I don’t love this bucket–and I really wanted to. Bokashi’s been part of my kitchen routine for years, but I’ve never had a bokashi bucket I didn’t want to hide away. This one looked acceptably discreet, and the plunger/scraper lid is brilliant. But the outer lid doesn’t close, and that’s a problem! (This is not clear from the product description, though I’d have known about it if I’d read all the reviews in advance.) The scraper lid isn’t sufficient if, say, a visiting small child pulls the bucket off the counter, or an animal knocks it over, or you trip on your way out to the garden with your well-cured garbage pickle. Not to mention the possibility of small flying insects, should one happen to find its way indoors or wherever you keep your resting bucket. Lids should be securable. Personally, I think bokashi buckets should be just barely on the safe side of so airtight that the act of tapping the liquid is necessary to prevent explosions, but as a general expectation, lids should attach to their containers when closed. This does not.Three stars out of five because the five-star scraper lid really is brilliant. My next bokashi bucket will not be this model--but it will have a similar inner lid.

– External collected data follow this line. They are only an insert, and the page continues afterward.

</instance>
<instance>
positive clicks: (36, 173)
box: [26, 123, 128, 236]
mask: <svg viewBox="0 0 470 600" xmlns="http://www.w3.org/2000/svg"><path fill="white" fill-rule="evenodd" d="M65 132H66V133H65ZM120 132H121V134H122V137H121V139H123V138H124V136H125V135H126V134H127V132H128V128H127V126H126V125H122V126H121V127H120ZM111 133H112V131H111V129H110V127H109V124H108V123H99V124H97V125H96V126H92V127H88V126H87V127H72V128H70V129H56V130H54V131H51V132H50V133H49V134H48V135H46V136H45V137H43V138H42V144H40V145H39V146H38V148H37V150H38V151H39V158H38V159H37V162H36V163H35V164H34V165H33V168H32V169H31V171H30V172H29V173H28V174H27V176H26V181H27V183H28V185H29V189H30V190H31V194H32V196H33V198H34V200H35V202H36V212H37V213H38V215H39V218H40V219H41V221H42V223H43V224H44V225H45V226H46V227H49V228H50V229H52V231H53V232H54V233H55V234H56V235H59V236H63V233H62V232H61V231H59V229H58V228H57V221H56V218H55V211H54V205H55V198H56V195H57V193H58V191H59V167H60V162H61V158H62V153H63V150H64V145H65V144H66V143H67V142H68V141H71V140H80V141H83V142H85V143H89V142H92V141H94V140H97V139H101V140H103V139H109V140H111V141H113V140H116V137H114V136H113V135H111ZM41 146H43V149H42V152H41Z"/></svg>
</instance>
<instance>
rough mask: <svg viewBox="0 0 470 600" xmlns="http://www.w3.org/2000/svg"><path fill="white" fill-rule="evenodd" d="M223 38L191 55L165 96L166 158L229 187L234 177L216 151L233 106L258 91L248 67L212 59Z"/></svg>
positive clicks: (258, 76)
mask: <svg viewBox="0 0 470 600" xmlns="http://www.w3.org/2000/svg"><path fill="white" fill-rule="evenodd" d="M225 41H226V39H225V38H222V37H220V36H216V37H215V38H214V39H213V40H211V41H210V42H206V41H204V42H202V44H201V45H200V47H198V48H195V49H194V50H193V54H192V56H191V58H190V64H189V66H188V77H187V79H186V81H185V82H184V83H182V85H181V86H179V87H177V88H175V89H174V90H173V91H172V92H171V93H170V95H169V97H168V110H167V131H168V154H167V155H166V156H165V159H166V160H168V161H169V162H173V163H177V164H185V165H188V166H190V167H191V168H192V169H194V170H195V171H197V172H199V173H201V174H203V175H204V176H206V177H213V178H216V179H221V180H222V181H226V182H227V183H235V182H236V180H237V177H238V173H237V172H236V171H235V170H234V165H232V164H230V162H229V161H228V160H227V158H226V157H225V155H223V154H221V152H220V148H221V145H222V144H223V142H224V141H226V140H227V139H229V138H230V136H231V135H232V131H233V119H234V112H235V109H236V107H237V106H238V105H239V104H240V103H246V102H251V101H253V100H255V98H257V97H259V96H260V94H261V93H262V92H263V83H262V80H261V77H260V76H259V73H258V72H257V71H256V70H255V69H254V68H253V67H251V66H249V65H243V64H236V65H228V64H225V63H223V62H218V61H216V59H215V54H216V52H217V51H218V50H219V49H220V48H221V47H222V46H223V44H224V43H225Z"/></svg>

As well as an outer one that closes.
A**N
Purchased at my wife's request
This thing sits right on the kitchen counter. Cannot smell a thing when it is closed. It is a nice shape, size, and color so it doesn't stick out like smelly feet but it generates enough curiosity that people ask what it is or what it's for. So, yeah, a great conversation starter which leads into the kitchen plants, the pallet potting table, and that's enough to get the conversation flowing. Plus she likes dumping food quantities into it and gives her a sense of accomplishment like she's helping the planet stay green. Of course the biggest advantage is that when she's happy she makes me happy and that goes a loooong way !
R**L
recycle your food scraps
This is our first kitchen composter. The main thing that makes this work is the Bokashi bran that feeds the composting bacteria. Normally I like my counters absolutely clean and uncluttered, but I don't mind the clean sleek look of this composter, and like the feeling of reducing my rubbish. It takes a lot of bran between layers to ferment the food scraps. Make sure to follow the directions of which kind of scraps can be composted, and what must be kept out. We just buried our first heap of scraps a week or so ago, and will check the progress on soil improvement. The byproduct is the Bokashi liquid, a dark liquid that you have to periodically drain. The instruction manual says it helps maintain clean drains, so we pour it in the slow sink or tub drains. While we haven't studied the effect much so far, it does seem to work. The verdict is not yet completely in, but this seems to be a good kit, and we hadn't noticed any significant smell from it. Hopefully it will give us good results in fertilizing our plants and conditioning our soil.